Penghakiman sebagai Perjuangan Kemanusiaan adalah judul buku tipis yang ditulis oleh Profesor Bapak Roeslan Saleh. Buku yang terbit 45 tahun lalu ini masih terasa relevan dengan kondisi saat ini, di tengah perjuangan para hakim di seluruh Indonesia untuk memperjuangkan kesejahteraannya. Roeslan Saleh semasa menjabat Guru Besar Fakultas Hukum Universitas Gadjah Mada bermaksud membuka mata dan pikiran para pelaku dunia hukum bahwa mengadili merupakan perjuangan manusia dalam mewujudkan hukum.
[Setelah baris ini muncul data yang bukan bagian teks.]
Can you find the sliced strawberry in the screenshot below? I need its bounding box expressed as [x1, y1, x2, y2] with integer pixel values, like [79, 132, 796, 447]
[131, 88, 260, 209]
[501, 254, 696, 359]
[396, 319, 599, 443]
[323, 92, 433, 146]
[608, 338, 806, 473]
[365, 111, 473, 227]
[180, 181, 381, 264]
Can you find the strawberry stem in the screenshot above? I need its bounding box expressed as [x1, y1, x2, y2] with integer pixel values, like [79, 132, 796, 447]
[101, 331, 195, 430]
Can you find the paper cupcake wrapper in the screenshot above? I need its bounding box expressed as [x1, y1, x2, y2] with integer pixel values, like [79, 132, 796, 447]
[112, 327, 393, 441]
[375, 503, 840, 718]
Menilai sebagai perjuangan kemanusiaan menempatkan setiap orang dalam proses peradilan (pidana), khususnya terdakwa, sebagai manusia. Penjurian, tulis Roeslan Saleh, merupakan proses yang dilakukan dengan susah payah antara manusia dengan manusia. Penghakiman tanpa hubungan antarmanusia pada hakikatnya mustahil, ia seringkali memperlakukan ketidakadilan. Suatu tindak pidana yang dijatuhkan, lanjutnya, tanpa memperhatikan orang-orang yang terlibat dalam perkara tersebut, tidak lain adalah kehancuran masa depan. Cara-cara keadilan yang mengabaikan nilai-nilai kemanusiaan tidak hanya merugikan pihak yang membuatnya, tetapi juga merugikan kesejahteraan umum.
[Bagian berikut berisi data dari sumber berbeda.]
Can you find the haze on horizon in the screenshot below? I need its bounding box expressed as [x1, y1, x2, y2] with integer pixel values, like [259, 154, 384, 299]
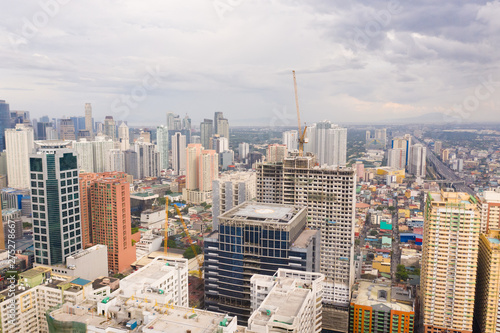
[1, 0, 500, 126]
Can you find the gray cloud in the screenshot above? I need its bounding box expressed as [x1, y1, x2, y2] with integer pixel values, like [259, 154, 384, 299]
[0, 0, 499, 125]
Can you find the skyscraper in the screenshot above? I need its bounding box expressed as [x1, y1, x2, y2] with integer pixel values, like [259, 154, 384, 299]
[59, 118, 76, 141]
[408, 143, 426, 178]
[282, 130, 298, 151]
[118, 122, 129, 151]
[391, 135, 412, 167]
[256, 154, 356, 332]
[199, 150, 218, 192]
[172, 132, 186, 175]
[134, 141, 160, 178]
[387, 148, 406, 169]
[477, 190, 500, 233]
[156, 125, 169, 170]
[200, 119, 213, 149]
[85, 103, 93, 135]
[475, 228, 500, 333]
[421, 191, 480, 333]
[214, 111, 224, 134]
[5, 124, 35, 189]
[217, 118, 229, 141]
[186, 144, 203, 190]
[106, 149, 125, 172]
[0, 100, 11, 151]
[104, 116, 116, 141]
[266, 144, 288, 163]
[124, 150, 139, 179]
[79, 172, 135, 274]
[184, 144, 218, 203]
[212, 172, 257, 229]
[29, 141, 83, 265]
[238, 142, 249, 161]
[434, 140, 442, 154]
[204, 202, 320, 325]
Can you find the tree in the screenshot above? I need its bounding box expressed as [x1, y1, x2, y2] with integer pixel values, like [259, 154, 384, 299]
[355, 239, 360, 246]
[396, 264, 409, 281]
[158, 197, 167, 206]
[370, 230, 378, 236]
[183, 245, 202, 259]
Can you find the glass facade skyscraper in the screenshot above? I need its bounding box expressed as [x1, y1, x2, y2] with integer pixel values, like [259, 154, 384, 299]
[0, 100, 11, 151]
[29, 141, 83, 265]
[204, 202, 320, 325]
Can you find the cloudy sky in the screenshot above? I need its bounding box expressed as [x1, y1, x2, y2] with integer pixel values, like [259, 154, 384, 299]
[1, 0, 499, 126]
Tugas hakim untuk mengadili masih disebutkan dalam peraturan perundang-undangan yang berlaku saat ini. Mengatakan hakim disebutkan sedikitnya 22 kali dalam Undang-Undang Nomor 48 Tahun 2009 tentang Kekuasaan Kehakiman dan 19 kali dalam Undang-Undang Nomor 14 Tahun 1985 tentang Mahkamah Agung. “Pengadilan mengadili menurut undang-undang tanpa membeda-bedakan orang,” demikian rumusan undang-undang.
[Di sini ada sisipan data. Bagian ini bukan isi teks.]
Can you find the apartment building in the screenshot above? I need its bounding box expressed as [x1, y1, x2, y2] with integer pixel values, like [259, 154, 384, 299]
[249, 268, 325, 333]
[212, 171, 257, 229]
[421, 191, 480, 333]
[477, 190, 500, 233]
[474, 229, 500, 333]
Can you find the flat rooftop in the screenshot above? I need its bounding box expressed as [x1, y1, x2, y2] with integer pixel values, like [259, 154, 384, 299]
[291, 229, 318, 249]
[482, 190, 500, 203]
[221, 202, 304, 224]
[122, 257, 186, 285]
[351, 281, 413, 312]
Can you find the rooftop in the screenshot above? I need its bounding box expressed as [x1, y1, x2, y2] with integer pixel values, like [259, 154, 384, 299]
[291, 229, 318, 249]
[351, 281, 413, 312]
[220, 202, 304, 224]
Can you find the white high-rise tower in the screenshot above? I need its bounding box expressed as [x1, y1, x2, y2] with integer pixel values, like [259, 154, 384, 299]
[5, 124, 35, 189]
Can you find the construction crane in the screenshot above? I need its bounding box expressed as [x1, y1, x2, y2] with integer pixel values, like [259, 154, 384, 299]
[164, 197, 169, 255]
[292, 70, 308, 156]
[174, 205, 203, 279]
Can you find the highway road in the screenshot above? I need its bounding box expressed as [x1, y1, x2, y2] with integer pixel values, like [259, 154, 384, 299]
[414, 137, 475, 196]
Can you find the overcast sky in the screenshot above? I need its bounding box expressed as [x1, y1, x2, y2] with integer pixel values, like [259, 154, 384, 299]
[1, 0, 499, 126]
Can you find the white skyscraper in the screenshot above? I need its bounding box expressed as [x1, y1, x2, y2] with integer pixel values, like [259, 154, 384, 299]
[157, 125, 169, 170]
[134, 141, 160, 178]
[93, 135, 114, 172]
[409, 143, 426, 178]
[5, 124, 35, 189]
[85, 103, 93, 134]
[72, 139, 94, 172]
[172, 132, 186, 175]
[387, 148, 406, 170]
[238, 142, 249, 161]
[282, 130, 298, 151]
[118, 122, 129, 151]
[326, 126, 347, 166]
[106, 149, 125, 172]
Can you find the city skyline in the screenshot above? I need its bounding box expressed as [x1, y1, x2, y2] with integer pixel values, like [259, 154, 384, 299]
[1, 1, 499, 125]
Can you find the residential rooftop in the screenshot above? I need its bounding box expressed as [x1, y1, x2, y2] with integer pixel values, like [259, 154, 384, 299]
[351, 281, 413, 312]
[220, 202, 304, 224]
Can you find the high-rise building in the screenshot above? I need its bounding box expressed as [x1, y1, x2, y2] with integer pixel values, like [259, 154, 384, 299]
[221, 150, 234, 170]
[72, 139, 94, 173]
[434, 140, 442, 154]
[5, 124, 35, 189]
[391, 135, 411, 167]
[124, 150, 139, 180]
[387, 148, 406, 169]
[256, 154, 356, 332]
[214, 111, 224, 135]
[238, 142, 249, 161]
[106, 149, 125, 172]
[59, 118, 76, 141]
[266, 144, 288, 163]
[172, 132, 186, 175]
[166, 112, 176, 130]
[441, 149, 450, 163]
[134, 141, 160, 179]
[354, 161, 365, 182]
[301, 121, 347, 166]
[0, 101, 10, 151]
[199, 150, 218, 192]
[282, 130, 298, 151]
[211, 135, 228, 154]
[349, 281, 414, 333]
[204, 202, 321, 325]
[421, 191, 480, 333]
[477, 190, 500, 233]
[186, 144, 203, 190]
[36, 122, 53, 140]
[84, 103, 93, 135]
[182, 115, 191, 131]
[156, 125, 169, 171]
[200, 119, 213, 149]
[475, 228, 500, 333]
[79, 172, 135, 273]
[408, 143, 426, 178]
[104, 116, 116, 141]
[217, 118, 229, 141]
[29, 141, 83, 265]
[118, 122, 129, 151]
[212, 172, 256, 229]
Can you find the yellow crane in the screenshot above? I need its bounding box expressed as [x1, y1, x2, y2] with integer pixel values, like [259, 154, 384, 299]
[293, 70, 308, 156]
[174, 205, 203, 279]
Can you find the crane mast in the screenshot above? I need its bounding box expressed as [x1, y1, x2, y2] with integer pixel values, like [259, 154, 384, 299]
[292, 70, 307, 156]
Dalam karyanya, Roeslan Saleh justru menekankan tugas hakim dalam mengadili, yang pelaksanaannya harus memperlakukan terdakwa sebagai manusia biasa. Ia tidak membahas sisi kemanusiaan hakim. Sisi kemanusiaan hakim sebenarnya muncul ketika sejumlah hakim melakukan gerakan cuti bersama pada 7-11 Oktober 2024. Ribuan hakim, baik langsung maupun diam-diam, mendukung dan menunjukkan solidaritas terhadap gerakan tersebut. Seringkali majelis hakim mengadili perkara yang nilainya fantastis hingga triliunan rupiah, namun gaji hakimnya relatif terbatas. “Yang kami kejar bukanlah kekayaan. “Yang kita perjuangkan adalah kesejahteraan hakim,” kata hakim Pengadilan Negeri Luwuk, Azizah Amalia, dalam diskusi online, Sabtu (10/5/2024).